Controversy follows MFSA after it comes under fire for poor regulatory oversight

The Malta Financial Services Authority (MFSA) has come under fire for lacklustre regulatory supervision after the publication of its 2015 Annual Report.

The report revealed that the MFSA contacted just 77 of the 875 regulated firms in Malta for an on-site compliance visit last year, equal to just 9% of regulated firms.

And that figure has remained steady for the past three years. In fact, the MFSA has failed to visit more than 10% of regulated firms in each of the past six years.

This is much lower than the 22% of firms visited in 2008, and the 16% visited in 2009.

This means that over the last eight years, the MFSA has visited an average of just 10% of Maltese regulated financial institutions every year.

The investment services sector received the highest number of on-site compliance visits in 2015, with 18% of firms being contacted by the regulator over the year.

Only two insurance companies, however, were visited over that same period equating to market coverage of just 3% despite the high risk nature of providing insurance cover for customers.

And the results that were conducted found some serious shortcomings in the Maltese financial services market. Common failings found on the compliance visits included poor conflict of interest policies, infrequent board meetings and a lack of proper due diligence and procedural oversight.

Two high profile failures have also highlighted the deficiencies of MFSA regulation.

Nemea Bank, which operated solely online, was forced into administration on 27 April 2016 after joint on-site inspections from the MFSA and European Central Bank found serious regulatory shortcomings.

The MFSA, however, had been made aware of potential problems at the bank as far back as April 2015, with the European Central Bank informing the Maltese regulator about problems at Nemea after it targeted Dutch and Belgian customers with unusually high interest rates on its savings accounts in order to secure funding to be able to offer consumer loans.

Meanwhile, in 2014 motor insurer Setanta Insurance collapsed putting 75,000 Irish motorists at risk and without cover.

The insurance company had been established in 2007 by chief executive Mike Matthews, with Malta chosen as the location of the company due to its less onerous regulatory requirements and its ability to trade in the Republic of Ireland under EU law without Irish regulatory approval.

The MFSA, however, once again failed to act in time to save the insurer despite warnings from other regulators, leading German MEP Sven Giegold, a member of the Banking Union Working Group, to say: “This again indicates that the MFSA supervision is weak, particularly because the authority reacted too late to the warnings of the Irish Central Bank.”

‘A serious breach of international standards’

MFSA chairman Joseph Bannister has also been criticised for potential conflicts of interest at the regulator amidst his involvement on collective investment services in the Cayman Islands.

In 2012, it was revealed that Bannister was a non-executive director of Kairos Fund and was accused of favouring a co-director’s company for consultancies worth €463,000 with the MFSA.

The allegations are a serious matter for the MFSA, as regulatory heads are not supposed to be directly involved with any financial institutions due to the conflict of interest that could arise from such situations.

Giegold was once again the source of the criticism, writing a strongly worded letter to European regulators in June 2016 regarding claims about Bannister’s involvement in collective investment schemes based in the Cayman Islands.

In his letter, published in The Malta Independent in June, Giegold wrote: “I have recently been informed about the suspected breach of standards on operational independence of financial supervisors by Malta, as a result of serious conflicts of interest of the chairman of the Malta Financial Services Authority, Professor Joseph V. Bannister.

“It has been claimed on several occasions that the Chairman of the MFSA is a director on several collective investment schemes in the Cayman Islands.
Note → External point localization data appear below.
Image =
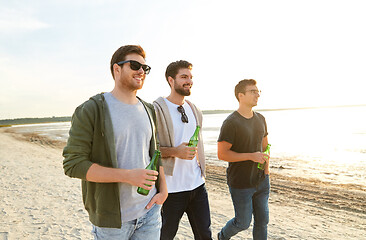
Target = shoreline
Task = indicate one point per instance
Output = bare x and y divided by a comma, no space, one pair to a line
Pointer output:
300,208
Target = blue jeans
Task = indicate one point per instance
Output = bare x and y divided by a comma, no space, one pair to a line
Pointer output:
247,202
144,228
195,204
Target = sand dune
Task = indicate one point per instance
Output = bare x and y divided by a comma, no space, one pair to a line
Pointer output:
39,202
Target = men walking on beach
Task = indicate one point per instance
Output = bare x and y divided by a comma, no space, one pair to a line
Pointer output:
112,139
184,166
242,139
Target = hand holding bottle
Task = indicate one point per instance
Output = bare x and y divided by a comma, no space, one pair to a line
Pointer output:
266,152
152,174
141,177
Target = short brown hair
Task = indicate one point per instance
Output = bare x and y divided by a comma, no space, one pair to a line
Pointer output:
174,67
241,86
123,51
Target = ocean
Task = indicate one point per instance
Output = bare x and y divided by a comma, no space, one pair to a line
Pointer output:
327,144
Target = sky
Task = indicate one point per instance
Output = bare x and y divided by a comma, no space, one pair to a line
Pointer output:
54,55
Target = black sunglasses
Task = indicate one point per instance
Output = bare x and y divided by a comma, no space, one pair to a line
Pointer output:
135,65
184,116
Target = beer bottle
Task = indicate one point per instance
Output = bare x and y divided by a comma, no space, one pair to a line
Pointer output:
153,165
261,166
194,139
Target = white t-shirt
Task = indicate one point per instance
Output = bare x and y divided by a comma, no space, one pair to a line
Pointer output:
132,134
187,173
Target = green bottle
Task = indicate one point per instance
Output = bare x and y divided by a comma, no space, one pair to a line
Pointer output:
153,165
261,166
194,139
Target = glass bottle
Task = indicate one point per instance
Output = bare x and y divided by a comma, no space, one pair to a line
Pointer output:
261,165
194,139
153,165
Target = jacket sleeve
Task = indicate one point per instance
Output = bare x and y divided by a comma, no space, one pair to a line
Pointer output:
78,149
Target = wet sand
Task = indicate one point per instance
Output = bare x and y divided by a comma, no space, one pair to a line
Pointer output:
39,202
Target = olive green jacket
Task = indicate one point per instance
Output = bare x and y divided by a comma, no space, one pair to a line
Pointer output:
91,140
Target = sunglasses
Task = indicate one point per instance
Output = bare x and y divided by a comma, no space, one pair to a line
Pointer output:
135,65
184,117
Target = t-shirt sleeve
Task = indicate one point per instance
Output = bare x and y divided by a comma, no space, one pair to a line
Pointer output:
227,132
265,127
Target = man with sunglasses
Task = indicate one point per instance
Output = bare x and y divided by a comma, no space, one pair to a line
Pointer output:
184,166
112,139
242,139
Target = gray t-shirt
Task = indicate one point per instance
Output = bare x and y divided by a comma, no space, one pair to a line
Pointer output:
132,135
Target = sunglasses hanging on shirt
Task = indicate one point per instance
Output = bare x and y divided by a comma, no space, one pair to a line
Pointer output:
184,117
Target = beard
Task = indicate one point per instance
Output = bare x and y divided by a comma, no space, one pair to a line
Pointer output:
181,90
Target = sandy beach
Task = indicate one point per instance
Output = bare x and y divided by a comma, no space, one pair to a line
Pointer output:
39,202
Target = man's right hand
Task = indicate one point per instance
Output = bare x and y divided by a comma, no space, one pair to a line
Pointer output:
259,157
185,152
142,177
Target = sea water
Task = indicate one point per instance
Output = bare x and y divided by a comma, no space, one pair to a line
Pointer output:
328,144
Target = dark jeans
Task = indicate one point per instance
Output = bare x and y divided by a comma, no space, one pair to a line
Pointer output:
195,204
248,202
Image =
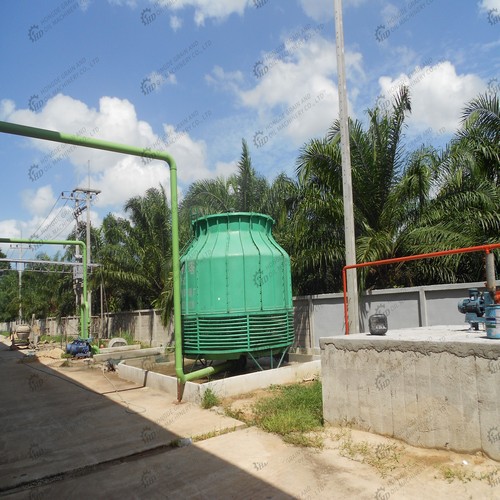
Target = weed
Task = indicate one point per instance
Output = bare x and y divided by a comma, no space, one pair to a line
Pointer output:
236,414
56,339
209,399
292,412
385,458
451,473
211,434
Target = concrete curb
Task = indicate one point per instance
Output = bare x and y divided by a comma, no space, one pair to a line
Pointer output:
231,386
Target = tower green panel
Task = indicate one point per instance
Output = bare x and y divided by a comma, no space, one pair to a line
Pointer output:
236,289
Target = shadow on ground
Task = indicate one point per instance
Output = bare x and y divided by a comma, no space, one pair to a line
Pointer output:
62,437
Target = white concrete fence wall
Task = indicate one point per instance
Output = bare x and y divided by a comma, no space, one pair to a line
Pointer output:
315,316
320,316
143,326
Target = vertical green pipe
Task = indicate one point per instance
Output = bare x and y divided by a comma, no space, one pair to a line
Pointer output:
51,135
84,319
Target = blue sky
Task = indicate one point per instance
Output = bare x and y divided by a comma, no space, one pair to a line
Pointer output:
195,77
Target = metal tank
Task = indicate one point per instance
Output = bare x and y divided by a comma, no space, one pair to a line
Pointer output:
236,291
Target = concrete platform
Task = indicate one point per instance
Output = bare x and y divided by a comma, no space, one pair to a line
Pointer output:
225,387
78,432
437,387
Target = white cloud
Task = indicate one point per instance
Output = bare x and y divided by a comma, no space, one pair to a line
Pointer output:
203,9
438,95
128,177
295,94
487,5
321,10
118,177
9,228
175,22
38,201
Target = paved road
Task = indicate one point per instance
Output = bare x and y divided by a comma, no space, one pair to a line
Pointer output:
79,432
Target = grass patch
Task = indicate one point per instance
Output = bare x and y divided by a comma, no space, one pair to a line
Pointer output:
294,412
57,339
209,399
385,458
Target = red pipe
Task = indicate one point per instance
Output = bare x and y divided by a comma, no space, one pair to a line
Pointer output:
485,248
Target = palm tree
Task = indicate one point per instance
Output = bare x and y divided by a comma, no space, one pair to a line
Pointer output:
464,210
135,254
404,202
389,189
244,191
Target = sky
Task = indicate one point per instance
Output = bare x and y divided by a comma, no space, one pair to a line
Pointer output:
196,77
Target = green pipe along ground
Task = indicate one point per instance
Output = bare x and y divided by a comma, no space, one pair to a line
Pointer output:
84,307
51,135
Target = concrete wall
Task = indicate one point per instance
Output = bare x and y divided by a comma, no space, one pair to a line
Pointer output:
144,326
315,316
442,391
323,315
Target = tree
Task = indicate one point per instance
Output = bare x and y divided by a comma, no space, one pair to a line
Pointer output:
464,210
244,191
380,209
136,254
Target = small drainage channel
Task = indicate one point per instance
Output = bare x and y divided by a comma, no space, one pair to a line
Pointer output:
159,373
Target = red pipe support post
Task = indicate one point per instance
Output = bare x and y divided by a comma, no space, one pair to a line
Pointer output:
480,248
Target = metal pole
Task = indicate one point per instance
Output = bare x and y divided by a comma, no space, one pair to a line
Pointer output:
89,296
349,229
480,248
51,135
83,308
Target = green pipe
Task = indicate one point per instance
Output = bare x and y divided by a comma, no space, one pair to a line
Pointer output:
50,135
84,307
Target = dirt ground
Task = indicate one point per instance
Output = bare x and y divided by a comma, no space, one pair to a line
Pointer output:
400,468
350,463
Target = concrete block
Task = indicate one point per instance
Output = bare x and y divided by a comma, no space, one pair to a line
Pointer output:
436,387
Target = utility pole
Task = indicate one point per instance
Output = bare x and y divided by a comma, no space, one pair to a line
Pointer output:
83,198
20,269
350,246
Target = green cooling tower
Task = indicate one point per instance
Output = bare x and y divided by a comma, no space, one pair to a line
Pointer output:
236,291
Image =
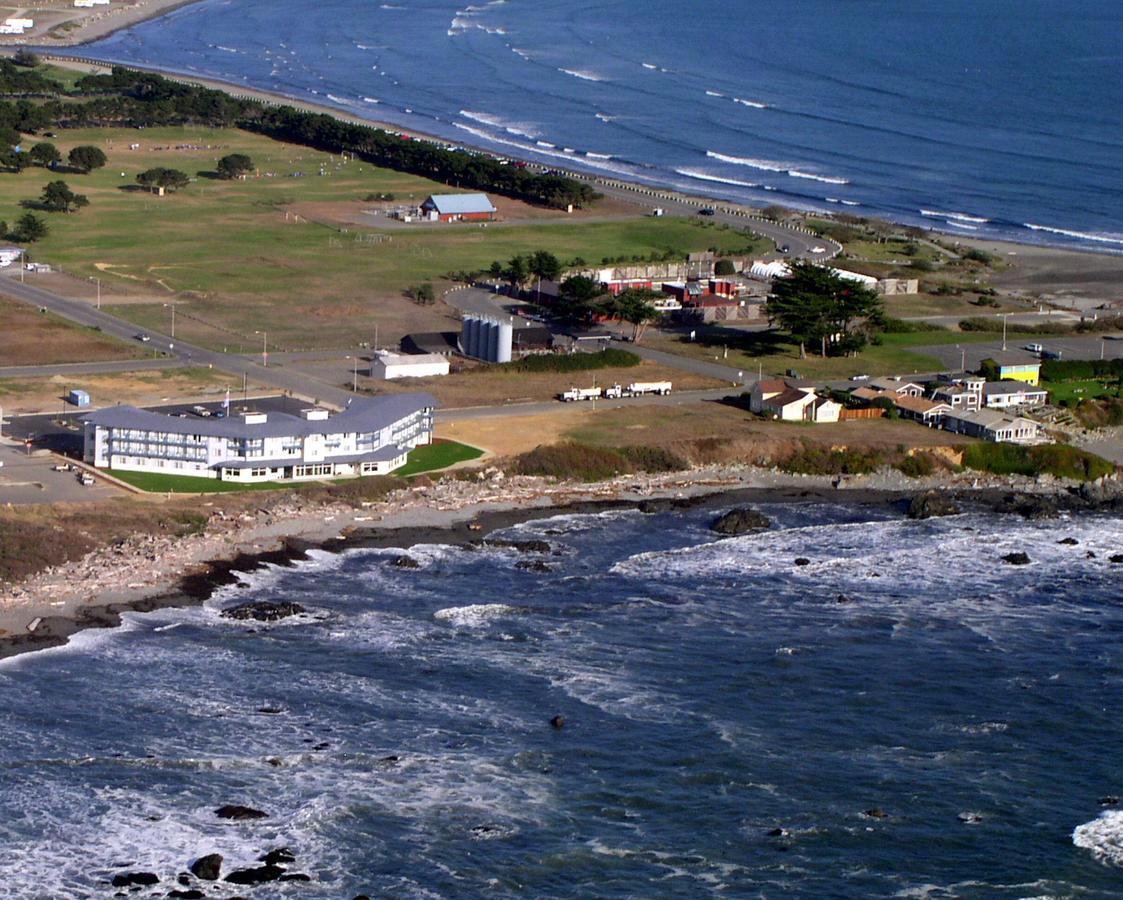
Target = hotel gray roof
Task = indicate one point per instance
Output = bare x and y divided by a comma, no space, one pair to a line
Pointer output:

The Chairman of the MFSA has not denied this allegation and has instead indicated that this conflict was cleared by Malta’s Prime Minister in 2012.

“I regard Professor Bannister’s directorships as a serious breach of international standards on operational independence of financial supervisors, set by the Basel Committee of Banking Supervision, the International Organisation of Securities Commissioners and the International Association of Insurance Supervisors.”
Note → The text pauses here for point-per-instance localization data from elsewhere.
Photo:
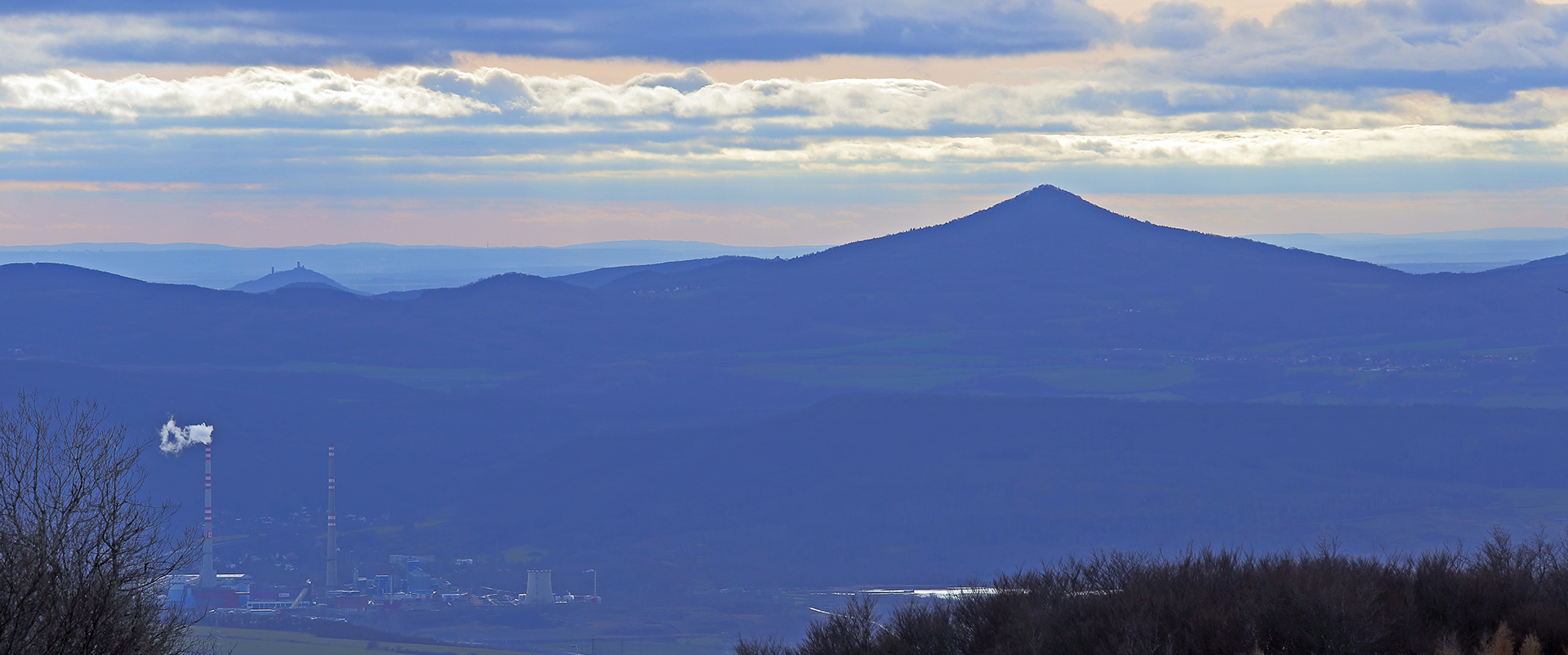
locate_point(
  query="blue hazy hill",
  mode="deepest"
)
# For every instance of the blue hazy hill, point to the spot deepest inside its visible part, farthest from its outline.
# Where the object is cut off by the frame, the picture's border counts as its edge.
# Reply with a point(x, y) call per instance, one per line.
point(287, 278)
point(722, 422)
point(371, 267)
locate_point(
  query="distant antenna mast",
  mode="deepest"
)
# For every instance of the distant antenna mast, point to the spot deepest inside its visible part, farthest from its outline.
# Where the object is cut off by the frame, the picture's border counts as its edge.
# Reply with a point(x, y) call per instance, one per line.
point(332, 518)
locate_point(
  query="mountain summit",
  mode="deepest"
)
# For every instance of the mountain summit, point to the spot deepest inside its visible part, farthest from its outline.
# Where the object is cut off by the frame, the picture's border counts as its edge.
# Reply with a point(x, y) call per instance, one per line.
point(289, 278)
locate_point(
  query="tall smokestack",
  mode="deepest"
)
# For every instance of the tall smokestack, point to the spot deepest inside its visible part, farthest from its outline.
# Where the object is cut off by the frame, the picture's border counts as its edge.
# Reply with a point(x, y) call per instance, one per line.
point(332, 518)
point(209, 577)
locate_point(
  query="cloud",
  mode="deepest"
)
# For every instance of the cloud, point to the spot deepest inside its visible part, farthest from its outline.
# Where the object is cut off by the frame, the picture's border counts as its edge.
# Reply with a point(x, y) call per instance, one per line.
point(1176, 25)
point(250, 32)
point(1471, 51)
Giegold continued by calling for a peer review of the regulator’s independence.

Bannister has also come in for criticism for his part in the award of a €950,000 direct order to accountancy firm Mazars Malta, a business which he has close ties to, for advice and assistance relating to Malta’s upcoming EU presidency.
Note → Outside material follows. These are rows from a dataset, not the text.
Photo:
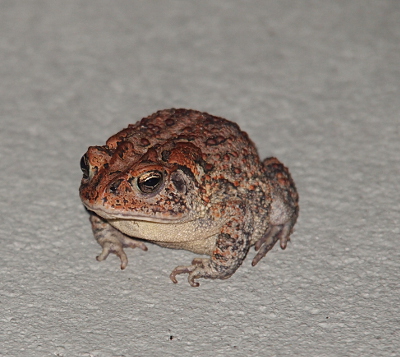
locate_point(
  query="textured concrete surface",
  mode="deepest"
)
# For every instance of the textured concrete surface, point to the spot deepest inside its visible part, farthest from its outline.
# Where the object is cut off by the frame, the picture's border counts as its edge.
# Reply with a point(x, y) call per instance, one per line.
point(316, 83)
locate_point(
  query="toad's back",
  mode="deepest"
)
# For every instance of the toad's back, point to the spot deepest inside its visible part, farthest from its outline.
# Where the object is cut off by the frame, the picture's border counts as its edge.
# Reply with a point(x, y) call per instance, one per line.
point(224, 151)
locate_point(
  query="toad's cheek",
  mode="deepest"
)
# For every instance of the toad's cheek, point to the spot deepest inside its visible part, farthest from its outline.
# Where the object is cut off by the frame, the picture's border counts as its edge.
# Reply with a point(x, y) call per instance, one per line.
point(197, 236)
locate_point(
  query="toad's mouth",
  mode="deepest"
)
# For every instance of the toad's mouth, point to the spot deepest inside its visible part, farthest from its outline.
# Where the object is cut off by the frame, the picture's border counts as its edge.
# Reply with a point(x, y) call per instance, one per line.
point(159, 217)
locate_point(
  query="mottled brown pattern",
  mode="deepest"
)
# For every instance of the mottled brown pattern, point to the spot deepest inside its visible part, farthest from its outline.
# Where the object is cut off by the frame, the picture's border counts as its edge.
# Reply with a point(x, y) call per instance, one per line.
point(188, 180)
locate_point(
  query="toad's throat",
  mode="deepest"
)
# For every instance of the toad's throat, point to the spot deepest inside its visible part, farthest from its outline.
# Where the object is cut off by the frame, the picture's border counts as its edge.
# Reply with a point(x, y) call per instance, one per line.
point(167, 232)
point(158, 217)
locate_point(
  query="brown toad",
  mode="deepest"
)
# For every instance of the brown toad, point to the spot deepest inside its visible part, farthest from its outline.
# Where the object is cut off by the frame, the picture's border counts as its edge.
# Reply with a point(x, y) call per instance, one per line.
point(187, 180)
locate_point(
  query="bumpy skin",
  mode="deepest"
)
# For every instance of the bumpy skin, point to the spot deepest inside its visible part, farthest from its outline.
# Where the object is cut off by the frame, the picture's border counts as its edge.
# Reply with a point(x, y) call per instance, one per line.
point(187, 180)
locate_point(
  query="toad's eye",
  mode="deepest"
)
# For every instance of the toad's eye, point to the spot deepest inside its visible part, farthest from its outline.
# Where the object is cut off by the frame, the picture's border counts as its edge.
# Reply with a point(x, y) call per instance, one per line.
point(150, 181)
point(85, 166)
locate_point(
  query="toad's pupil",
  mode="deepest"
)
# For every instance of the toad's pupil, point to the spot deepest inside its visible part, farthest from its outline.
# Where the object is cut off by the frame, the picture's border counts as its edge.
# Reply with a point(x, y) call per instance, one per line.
point(150, 181)
point(85, 166)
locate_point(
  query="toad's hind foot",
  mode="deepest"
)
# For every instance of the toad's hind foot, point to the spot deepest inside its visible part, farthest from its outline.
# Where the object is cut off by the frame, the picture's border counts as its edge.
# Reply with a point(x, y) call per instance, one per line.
point(266, 243)
point(112, 240)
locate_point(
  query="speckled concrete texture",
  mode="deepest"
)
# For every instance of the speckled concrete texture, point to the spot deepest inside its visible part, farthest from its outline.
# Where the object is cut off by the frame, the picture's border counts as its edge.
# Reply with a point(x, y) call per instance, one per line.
point(315, 83)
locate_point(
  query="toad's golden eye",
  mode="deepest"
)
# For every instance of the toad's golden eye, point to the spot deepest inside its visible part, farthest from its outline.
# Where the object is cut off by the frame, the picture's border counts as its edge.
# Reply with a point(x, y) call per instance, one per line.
point(150, 181)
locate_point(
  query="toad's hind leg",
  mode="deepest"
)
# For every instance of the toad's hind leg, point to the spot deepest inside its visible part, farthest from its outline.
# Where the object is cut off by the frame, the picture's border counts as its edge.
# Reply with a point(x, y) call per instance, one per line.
point(230, 249)
point(112, 240)
point(284, 208)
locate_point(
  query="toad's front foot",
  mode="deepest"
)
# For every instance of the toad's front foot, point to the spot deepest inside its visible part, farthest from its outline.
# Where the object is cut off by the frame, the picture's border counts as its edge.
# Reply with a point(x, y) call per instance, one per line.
point(112, 240)
point(200, 268)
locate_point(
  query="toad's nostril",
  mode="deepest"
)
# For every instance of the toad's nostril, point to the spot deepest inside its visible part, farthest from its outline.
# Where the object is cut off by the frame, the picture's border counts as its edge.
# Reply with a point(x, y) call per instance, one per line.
point(114, 186)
Speaking in response to a parliamentary question from independent MP Marlene Farrugia, finance minister Edward Scicluna said that the direct order was handed out on the basis of ‘the expertise and the particular credentials of the major representative of the company in question’.

Scicluna was also asked to reveal which other firms had been considered for the direct order and whether the Prime Minister had been consulted, but he refused to provide an answer.

Maltese education minister Evarist Bartolo, a longtime critic of Bannister, has also called for the MFSA chairman to step down from his position.

“I’m not saying this because I am supporting anyone else but because it is simply unacceptable that a regulator spends more than 10 years in his position,” he said. “It is simply not healthy.”

“I have criticised Bannister because he’s a public person with huge responsibilities and I believe that he has failed in fulfilling his duties.”